Mom lived downstairs on the second floor. My space, the kitchen and the bathroom were on the third. She’d come up and say, “Do you need to use the bathroom?” I’d start in on a long explanation about how I was thinking of turning it into a darkroom for photography until she’d make a disgusted noise and go use it.

Every time she’d come upstairs, I’d ask, “You got a ticket?” She never did. Never understood that because we had all these tickets lying around for collage. She could have kept one in her pocket.

I tried to lure her up to the roof so I could collect on her accidental death insurance money. She never would go. Many times, as she came up from downstairs, I looked at her in a confused way, and said, “How’d you get in?”

“I’m your mother, I live here.”

“That’s what they all say.”

Since I could only collect her insurance money if she died an accidental death, I told her, “If you die in your sleep, you’re still going to fall down the stairs, as often as necessary.”

One time she was coming up the stairs as I was taking a big black bag of garbage out. At the top of the stairs, I said, “Ah, bowling for dollars.”

The best time, she was coming up the stairs and I said from the top in a low, gravelly, drawn-out voice, “Prey.”

“No.

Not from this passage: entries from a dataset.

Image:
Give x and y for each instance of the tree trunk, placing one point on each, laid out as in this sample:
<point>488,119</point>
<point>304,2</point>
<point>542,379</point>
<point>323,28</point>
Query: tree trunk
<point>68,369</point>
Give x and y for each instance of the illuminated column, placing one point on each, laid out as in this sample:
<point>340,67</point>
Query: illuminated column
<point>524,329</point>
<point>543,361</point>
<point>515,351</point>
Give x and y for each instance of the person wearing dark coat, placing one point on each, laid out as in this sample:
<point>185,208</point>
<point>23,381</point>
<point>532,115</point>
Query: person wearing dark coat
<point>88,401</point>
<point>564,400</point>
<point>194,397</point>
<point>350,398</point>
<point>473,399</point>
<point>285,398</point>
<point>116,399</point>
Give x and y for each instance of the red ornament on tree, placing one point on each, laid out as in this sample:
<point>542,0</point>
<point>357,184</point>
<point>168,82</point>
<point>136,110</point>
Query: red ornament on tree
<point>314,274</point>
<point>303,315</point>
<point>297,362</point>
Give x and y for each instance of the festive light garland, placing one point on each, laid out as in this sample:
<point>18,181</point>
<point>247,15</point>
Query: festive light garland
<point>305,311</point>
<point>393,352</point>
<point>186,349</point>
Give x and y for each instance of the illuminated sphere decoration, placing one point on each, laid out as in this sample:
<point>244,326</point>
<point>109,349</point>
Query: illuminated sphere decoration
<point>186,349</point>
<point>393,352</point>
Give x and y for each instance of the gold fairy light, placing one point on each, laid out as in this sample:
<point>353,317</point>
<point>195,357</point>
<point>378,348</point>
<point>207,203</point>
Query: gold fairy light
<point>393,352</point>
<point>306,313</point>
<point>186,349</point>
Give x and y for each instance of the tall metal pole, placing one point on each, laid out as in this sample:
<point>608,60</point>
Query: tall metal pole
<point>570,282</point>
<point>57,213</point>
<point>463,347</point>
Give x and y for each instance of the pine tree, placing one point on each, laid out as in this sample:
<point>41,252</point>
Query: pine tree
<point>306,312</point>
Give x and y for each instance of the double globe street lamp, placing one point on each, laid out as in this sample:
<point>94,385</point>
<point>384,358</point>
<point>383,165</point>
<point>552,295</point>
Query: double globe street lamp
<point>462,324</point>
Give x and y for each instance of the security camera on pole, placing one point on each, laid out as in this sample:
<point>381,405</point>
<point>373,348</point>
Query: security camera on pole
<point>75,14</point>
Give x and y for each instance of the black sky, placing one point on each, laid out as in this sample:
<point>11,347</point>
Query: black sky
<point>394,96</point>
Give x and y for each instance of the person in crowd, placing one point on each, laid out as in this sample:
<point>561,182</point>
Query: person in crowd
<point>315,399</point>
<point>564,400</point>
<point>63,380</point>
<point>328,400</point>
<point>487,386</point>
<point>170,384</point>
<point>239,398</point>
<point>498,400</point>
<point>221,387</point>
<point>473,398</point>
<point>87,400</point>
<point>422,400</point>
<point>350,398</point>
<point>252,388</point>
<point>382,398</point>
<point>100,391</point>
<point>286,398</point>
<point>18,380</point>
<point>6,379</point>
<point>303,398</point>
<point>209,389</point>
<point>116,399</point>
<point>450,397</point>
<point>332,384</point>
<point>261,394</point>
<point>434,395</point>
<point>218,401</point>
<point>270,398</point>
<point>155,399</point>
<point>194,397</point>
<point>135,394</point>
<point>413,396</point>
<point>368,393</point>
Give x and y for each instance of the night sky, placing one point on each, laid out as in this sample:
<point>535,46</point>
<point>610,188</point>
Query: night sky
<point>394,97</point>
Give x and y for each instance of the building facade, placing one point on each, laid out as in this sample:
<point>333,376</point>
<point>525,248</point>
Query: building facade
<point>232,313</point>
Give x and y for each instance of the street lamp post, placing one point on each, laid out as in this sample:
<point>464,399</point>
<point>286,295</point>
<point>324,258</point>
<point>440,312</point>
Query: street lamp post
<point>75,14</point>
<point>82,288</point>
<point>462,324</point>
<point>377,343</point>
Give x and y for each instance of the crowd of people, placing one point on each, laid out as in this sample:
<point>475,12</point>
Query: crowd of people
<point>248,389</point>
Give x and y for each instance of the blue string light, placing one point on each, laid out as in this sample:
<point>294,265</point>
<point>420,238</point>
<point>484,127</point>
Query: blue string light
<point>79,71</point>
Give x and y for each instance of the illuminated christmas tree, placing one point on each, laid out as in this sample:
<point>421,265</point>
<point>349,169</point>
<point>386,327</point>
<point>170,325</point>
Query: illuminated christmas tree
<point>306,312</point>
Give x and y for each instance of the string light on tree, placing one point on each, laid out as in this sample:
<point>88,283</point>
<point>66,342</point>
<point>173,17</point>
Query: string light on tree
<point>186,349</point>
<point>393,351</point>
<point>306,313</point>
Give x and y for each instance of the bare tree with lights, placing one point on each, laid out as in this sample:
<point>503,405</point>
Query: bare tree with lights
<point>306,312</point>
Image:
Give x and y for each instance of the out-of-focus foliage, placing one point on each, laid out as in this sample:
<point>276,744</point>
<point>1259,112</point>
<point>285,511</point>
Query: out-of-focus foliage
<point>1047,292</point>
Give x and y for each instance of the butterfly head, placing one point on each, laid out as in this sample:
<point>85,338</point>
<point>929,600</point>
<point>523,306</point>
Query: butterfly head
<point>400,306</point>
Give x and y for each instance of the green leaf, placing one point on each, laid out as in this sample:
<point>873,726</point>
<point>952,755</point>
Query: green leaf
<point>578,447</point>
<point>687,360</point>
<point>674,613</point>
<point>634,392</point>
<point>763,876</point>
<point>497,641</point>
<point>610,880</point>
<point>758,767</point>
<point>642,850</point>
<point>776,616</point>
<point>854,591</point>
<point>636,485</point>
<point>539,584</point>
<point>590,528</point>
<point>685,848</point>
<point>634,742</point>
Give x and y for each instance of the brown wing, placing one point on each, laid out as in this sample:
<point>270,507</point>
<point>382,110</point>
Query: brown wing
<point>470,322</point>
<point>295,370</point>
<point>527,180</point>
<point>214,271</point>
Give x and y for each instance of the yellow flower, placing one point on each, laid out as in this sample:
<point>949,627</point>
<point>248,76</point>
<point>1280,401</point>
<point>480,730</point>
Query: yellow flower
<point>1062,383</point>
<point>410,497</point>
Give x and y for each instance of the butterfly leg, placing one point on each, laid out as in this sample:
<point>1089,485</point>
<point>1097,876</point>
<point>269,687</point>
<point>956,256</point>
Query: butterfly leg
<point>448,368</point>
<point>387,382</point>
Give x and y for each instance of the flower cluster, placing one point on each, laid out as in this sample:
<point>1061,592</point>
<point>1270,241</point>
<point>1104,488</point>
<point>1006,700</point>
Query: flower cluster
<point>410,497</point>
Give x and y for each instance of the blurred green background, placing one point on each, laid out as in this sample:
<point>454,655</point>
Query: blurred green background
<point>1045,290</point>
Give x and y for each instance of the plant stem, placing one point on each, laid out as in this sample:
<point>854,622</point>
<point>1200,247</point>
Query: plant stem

No prey,” she pleaded. “I’m your mother.”

And in the same slow low voice I said, “Prey… has… no… name.” She laughed so hard she almost fell down the stairs.

Every time a particular ethnicity appeared in a movie, such as Chinese, I’d say, “I have Chinese blood in me.” Even claimed animal, insect, snake flowed in my veins.

“No you don’t. I’m your mother. I know what you are.”

I’d answer, “They put six pints of blood in me in at the hospital, and you have no idea where it came from.”

I’d tell her I had a big penis one day and a small the next. Got so she’d ask, “What kind of a day is it? Big or small?”

We’d be watching a Western movie and see the Indians call a train the Great Iron Horse. I’d turn and say, “The Indians used to call me Great Iron Penis. I was so big I had trouble getting through the tunnels.”

“You don’t say things like that to your mother.”

People who came over thought Mom really nice. Wished they had one like her. I kept trying to sell her to them. Told them, “You could take her for a trial run. You could rent her, or lease her with an option to buy.” They just laughed.

Once I asked her who she was.

“I’m your mother.”

“I doubt this, but you can stay anyway, because I need somebody slower than I when the monsters come.”

“There are no monsters,” she said.

“There will be,” I replied in low menace voice.